Missailidis, Daniel, Annesley, Sarah J, Allan, Claire Y et al. · International journal of molecular sciences · 2020 · DOI
Researchers studied the energy-producing structures (mitochondria) in blood cells from ME/CFS patients and found a specific problem: the cells have difficulty using a protein complex called Complex V that normally makes ATP, the body's energy currency. To compensate, the cells turn up their other energy-making machinery, which keeps ATP levels normal while resting but may leave the cells exhausted when they need to produce extra energy quickly—similar to running a car engine at maximum capacity just to maintain normal speed.

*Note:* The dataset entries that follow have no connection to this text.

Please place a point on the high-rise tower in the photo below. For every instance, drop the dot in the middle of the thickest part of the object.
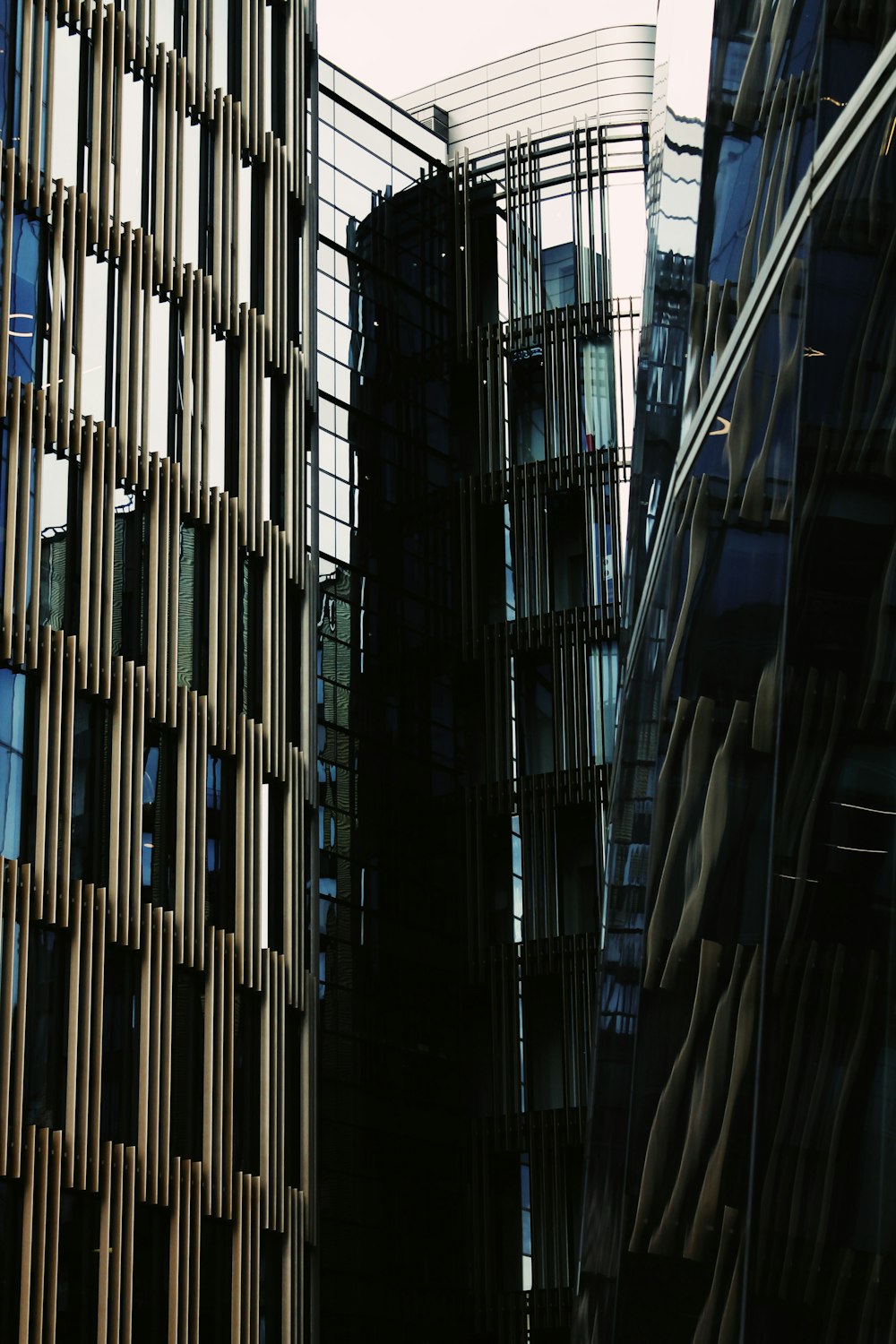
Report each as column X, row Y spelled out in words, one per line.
column 156, row 688
column 740, row 1161
column 478, row 339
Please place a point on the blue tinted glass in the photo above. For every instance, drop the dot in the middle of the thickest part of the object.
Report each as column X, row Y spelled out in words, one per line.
column 13, row 714
column 23, row 301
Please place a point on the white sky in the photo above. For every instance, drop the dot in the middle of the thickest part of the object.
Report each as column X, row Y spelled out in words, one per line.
column 395, row 46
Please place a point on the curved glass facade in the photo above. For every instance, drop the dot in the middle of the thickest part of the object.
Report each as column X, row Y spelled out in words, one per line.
column 740, row 1175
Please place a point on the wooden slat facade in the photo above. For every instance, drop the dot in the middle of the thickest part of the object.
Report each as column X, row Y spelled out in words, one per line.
column 156, row 857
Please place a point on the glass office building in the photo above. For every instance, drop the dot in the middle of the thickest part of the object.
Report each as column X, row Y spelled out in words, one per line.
column 740, row 1155
column 476, row 365
column 159, row 593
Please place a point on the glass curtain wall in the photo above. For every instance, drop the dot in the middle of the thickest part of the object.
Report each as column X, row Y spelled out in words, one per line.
column 740, row 1167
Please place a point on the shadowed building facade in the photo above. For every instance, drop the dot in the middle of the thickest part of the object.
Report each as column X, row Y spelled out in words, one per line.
column 476, row 400
column 740, row 1153
column 156, row 672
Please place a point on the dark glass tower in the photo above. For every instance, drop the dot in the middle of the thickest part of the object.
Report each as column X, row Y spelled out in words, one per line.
column 473, row 408
column 158, row 599
column 740, row 1160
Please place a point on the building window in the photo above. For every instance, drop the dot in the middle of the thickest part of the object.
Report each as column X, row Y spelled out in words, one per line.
column 46, row 1029
column 13, row 728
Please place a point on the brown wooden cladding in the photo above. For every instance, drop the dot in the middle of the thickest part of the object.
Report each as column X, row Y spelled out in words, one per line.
column 153, row 575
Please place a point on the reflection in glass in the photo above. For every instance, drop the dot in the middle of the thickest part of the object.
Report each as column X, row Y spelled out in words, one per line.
column 13, row 726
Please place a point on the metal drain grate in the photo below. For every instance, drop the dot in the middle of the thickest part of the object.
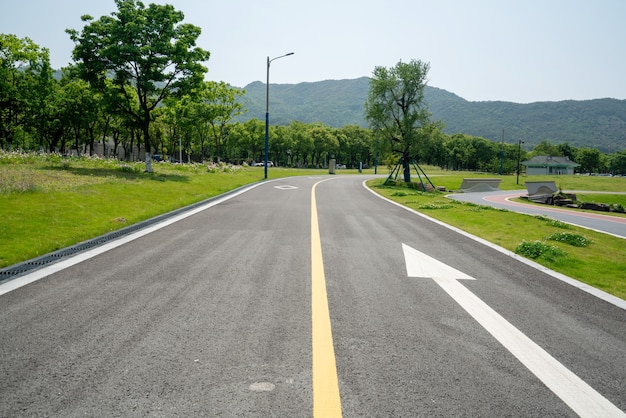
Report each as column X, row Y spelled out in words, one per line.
column 29, row 266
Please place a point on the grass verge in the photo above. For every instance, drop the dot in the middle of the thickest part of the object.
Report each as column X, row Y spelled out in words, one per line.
column 48, row 202
column 596, row 259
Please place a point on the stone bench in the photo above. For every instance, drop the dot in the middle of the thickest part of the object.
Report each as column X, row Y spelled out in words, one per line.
column 480, row 185
column 541, row 187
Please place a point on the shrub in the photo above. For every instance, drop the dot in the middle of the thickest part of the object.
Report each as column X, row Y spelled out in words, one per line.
column 536, row 249
column 571, row 239
column 553, row 222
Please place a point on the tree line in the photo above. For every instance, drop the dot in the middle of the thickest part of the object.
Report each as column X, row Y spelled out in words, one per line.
column 144, row 91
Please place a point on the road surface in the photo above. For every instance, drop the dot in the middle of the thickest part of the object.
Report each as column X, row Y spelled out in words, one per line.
column 503, row 200
column 306, row 297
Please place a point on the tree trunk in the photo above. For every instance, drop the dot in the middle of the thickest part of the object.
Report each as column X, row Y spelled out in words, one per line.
column 407, row 168
column 146, row 140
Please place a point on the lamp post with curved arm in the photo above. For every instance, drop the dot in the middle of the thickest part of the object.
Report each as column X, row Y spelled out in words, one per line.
column 267, row 109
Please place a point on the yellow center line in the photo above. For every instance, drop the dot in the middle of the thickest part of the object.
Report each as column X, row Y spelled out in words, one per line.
column 326, row 400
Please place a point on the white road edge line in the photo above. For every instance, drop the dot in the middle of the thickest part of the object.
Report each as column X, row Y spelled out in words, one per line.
column 620, row 303
column 575, row 392
column 79, row 258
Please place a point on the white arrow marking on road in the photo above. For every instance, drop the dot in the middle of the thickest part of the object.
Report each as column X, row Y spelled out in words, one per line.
column 577, row 394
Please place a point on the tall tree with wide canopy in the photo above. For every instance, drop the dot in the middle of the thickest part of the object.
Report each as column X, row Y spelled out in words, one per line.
column 396, row 110
column 145, row 49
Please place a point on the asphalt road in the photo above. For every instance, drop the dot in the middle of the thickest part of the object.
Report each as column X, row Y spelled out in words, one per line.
column 221, row 314
column 502, row 199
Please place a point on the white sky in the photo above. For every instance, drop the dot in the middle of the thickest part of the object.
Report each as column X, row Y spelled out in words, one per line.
column 513, row 50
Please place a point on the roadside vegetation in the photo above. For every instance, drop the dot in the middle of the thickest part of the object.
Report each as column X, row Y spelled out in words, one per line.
column 594, row 258
column 49, row 202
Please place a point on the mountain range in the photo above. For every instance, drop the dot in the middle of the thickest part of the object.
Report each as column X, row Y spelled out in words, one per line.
column 598, row 123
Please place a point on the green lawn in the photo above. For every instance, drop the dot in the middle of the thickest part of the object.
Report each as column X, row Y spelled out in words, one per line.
column 48, row 203
column 601, row 264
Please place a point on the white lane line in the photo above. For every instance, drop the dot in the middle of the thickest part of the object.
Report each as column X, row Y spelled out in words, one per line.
column 578, row 395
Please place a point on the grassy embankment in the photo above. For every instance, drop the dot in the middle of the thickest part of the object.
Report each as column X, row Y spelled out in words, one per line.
column 48, row 203
column 591, row 257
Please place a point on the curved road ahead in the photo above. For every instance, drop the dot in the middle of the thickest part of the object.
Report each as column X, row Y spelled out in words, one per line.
column 502, row 199
column 305, row 297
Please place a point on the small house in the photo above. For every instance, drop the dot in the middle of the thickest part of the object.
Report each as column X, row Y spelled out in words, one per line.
column 547, row 165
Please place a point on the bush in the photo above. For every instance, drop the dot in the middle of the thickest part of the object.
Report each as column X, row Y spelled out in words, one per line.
column 571, row 239
column 553, row 222
column 536, row 249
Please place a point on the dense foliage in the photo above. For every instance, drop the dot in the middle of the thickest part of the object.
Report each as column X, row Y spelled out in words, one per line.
column 599, row 124
column 95, row 107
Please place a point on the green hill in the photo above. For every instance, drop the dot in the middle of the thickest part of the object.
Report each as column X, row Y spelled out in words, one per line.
column 599, row 123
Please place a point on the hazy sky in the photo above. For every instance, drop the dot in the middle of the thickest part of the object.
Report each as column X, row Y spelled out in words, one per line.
column 513, row 50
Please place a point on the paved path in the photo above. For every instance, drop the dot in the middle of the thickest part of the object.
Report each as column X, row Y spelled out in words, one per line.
column 306, row 297
column 502, row 199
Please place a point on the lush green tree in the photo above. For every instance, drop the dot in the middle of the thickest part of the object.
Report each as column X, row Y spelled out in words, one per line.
column 617, row 163
column 589, row 160
column 219, row 102
column 26, row 86
column 144, row 48
column 395, row 107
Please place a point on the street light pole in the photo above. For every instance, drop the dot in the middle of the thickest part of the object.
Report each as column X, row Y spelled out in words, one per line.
column 267, row 109
column 519, row 157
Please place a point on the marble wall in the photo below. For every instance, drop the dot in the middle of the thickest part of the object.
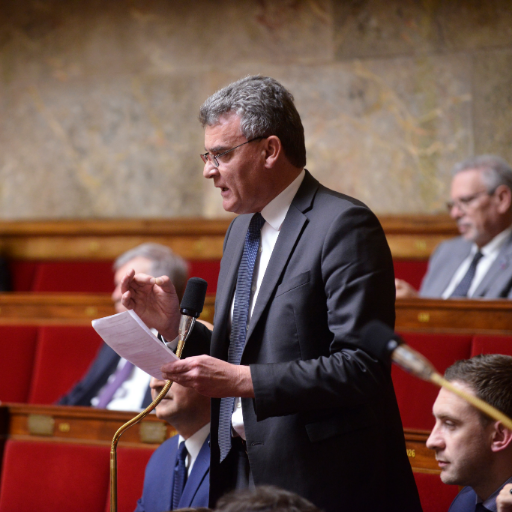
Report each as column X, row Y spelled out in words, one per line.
column 99, row 99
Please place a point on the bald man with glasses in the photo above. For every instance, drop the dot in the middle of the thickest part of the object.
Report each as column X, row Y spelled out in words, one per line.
column 478, row 264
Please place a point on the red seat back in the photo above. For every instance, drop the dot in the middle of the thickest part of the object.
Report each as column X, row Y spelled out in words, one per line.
column 416, row 397
column 17, row 352
column 434, row 495
column 50, row 477
column 74, row 276
column 491, row 344
column 410, row 270
column 64, row 354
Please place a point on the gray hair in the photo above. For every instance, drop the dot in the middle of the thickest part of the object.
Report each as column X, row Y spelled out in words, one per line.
column 163, row 263
column 495, row 170
column 265, row 108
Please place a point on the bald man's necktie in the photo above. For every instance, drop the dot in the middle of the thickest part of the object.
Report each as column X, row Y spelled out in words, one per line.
column 180, row 475
column 109, row 390
column 463, row 287
column 239, row 323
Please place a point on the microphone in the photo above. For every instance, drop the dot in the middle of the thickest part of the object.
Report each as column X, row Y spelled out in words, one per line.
column 190, row 308
column 384, row 344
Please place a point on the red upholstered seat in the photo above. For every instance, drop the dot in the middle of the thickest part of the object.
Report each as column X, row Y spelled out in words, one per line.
column 416, row 397
column 434, row 495
column 74, row 276
column 131, row 465
column 491, row 344
column 17, row 352
column 411, row 271
column 64, row 354
column 53, row 477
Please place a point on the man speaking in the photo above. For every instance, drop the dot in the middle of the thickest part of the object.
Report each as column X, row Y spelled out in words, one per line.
column 296, row 402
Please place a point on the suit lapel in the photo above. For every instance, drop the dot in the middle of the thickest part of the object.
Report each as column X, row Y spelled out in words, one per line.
column 225, row 297
column 164, row 494
column 499, row 265
column 291, row 230
column 197, row 475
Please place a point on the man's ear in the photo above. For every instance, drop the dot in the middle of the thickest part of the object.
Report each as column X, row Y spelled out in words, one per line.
column 501, row 437
column 273, row 149
column 504, row 196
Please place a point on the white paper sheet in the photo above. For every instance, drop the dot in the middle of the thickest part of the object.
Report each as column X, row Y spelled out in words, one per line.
column 127, row 334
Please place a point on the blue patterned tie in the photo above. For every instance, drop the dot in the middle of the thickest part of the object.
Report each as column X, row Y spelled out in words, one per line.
column 239, row 323
column 180, row 475
column 463, row 287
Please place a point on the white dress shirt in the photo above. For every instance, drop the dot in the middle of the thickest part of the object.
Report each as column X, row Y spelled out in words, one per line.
column 274, row 214
column 194, row 444
column 490, row 253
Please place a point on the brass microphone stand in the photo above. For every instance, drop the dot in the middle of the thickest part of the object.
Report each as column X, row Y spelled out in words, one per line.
column 139, row 417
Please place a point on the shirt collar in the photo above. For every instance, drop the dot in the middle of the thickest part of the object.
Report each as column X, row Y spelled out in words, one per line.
column 196, row 441
column 275, row 211
column 490, row 502
column 495, row 244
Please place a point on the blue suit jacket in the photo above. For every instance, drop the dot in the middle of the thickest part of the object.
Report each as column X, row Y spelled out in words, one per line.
column 158, row 481
column 96, row 377
column 465, row 501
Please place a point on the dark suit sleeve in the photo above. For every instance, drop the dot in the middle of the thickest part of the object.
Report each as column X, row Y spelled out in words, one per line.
column 356, row 284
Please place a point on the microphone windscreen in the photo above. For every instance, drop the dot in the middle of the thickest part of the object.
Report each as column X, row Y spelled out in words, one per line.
column 375, row 339
column 193, row 298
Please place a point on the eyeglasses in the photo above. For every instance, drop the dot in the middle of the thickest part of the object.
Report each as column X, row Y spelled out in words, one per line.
column 213, row 159
column 464, row 203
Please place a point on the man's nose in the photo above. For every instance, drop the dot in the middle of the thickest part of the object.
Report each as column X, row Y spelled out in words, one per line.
column 434, row 441
column 210, row 170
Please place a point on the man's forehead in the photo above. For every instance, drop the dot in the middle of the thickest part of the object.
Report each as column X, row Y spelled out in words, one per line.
column 467, row 182
column 449, row 404
column 224, row 131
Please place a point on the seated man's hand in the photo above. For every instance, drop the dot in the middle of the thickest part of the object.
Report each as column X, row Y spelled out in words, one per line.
column 404, row 290
column 154, row 300
column 504, row 499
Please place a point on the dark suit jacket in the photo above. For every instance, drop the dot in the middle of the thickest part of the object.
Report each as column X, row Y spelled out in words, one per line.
column 324, row 422
column 158, row 482
column 446, row 259
column 96, row 377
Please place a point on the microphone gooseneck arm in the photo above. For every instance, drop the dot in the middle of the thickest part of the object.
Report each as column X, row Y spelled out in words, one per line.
column 381, row 342
column 190, row 308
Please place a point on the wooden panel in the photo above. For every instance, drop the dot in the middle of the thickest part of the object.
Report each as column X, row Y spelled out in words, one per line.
column 94, row 426
column 56, row 308
column 83, row 239
column 454, row 316
column 409, row 237
column 78, row 425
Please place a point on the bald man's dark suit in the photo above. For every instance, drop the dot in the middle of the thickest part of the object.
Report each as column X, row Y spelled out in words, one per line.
column 324, row 422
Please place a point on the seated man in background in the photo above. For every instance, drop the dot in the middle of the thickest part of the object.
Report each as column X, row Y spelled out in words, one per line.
column 477, row 264
column 177, row 475
column 112, row 382
column 472, row 449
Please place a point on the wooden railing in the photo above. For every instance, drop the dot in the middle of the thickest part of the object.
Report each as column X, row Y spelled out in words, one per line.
column 411, row 236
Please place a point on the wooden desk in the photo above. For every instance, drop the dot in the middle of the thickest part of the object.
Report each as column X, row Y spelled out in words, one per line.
column 87, row 425
column 409, row 236
column 84, row 425
column 454, row 316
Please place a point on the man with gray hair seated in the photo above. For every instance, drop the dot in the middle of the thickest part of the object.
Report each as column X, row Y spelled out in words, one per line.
column 112, row 382
column 478, row 264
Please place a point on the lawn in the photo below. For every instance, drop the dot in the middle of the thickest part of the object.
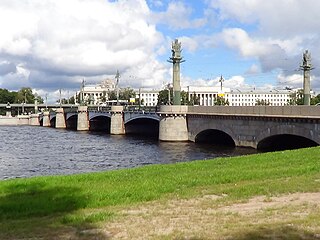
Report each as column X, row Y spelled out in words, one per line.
column 92, row 205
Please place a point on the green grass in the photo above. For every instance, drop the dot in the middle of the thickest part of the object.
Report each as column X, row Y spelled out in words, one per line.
column 60, row 202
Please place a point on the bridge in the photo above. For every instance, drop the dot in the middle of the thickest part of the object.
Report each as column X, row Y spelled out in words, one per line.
column 260, row 127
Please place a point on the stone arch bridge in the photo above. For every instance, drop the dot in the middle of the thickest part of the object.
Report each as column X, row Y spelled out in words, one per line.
column 257, row 127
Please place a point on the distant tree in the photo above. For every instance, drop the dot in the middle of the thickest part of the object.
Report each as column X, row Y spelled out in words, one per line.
column 39, row 98
column 194, row 100
column 124, row 94
column 25, row 95
column 127, row 93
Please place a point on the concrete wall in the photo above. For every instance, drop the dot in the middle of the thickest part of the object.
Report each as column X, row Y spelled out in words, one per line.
column 290, row 111
column 249, row 131
column 14, row 121
column 173, row 123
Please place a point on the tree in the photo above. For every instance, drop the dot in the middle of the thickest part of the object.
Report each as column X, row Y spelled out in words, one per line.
column 124, row 94
column 194, row 100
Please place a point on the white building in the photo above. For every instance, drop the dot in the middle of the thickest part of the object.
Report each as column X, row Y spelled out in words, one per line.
column 206, row 95
column 148, row 97
column 97, row 94
column 259, row 97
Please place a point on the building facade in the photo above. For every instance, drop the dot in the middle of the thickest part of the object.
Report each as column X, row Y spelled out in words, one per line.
column 204, row 96
column 148, row 97
column 259, row 97
column 96, row 94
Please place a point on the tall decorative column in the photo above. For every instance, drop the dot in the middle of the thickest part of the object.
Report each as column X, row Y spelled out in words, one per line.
column 34, row 120
column 306, row 67
column 60, row 118
column 46, row 119
column 176, row 59
column 83, row 119
column 117, row 122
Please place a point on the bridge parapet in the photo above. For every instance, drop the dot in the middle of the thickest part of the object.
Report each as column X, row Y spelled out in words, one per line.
column 261, row 111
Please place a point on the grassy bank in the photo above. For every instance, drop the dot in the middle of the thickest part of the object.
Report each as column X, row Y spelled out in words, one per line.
column 61, row 205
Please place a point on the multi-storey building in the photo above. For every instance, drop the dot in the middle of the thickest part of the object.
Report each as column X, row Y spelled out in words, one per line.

This study identifies a specific mitochondrial defect in ME/CFS patients—Complex V inefficiency—and explains a potential mechanism for post-exertional malaise: cells may be unable to meet acute energy demands because their compensatory pathways are already maximally activated at rest. Understanding this molecular abnormality could guide development of targeted treatments and validates the long-suspected role of mitochondrial dysfunction in ME/CFS pathology.
This study does not prove that Complex V deficiency causes ME/CFS or that it occurs in all patients, as it examined only immortalized lymphoblasts from a single timepoint. The findings correlate with ME/CFS diagnosis but cannot establish causation or demonstrate whether this defect is primary, secondary, or tissue-specific. Additionally, the study does not show whether correcting Complex V function would improve patient symptoms.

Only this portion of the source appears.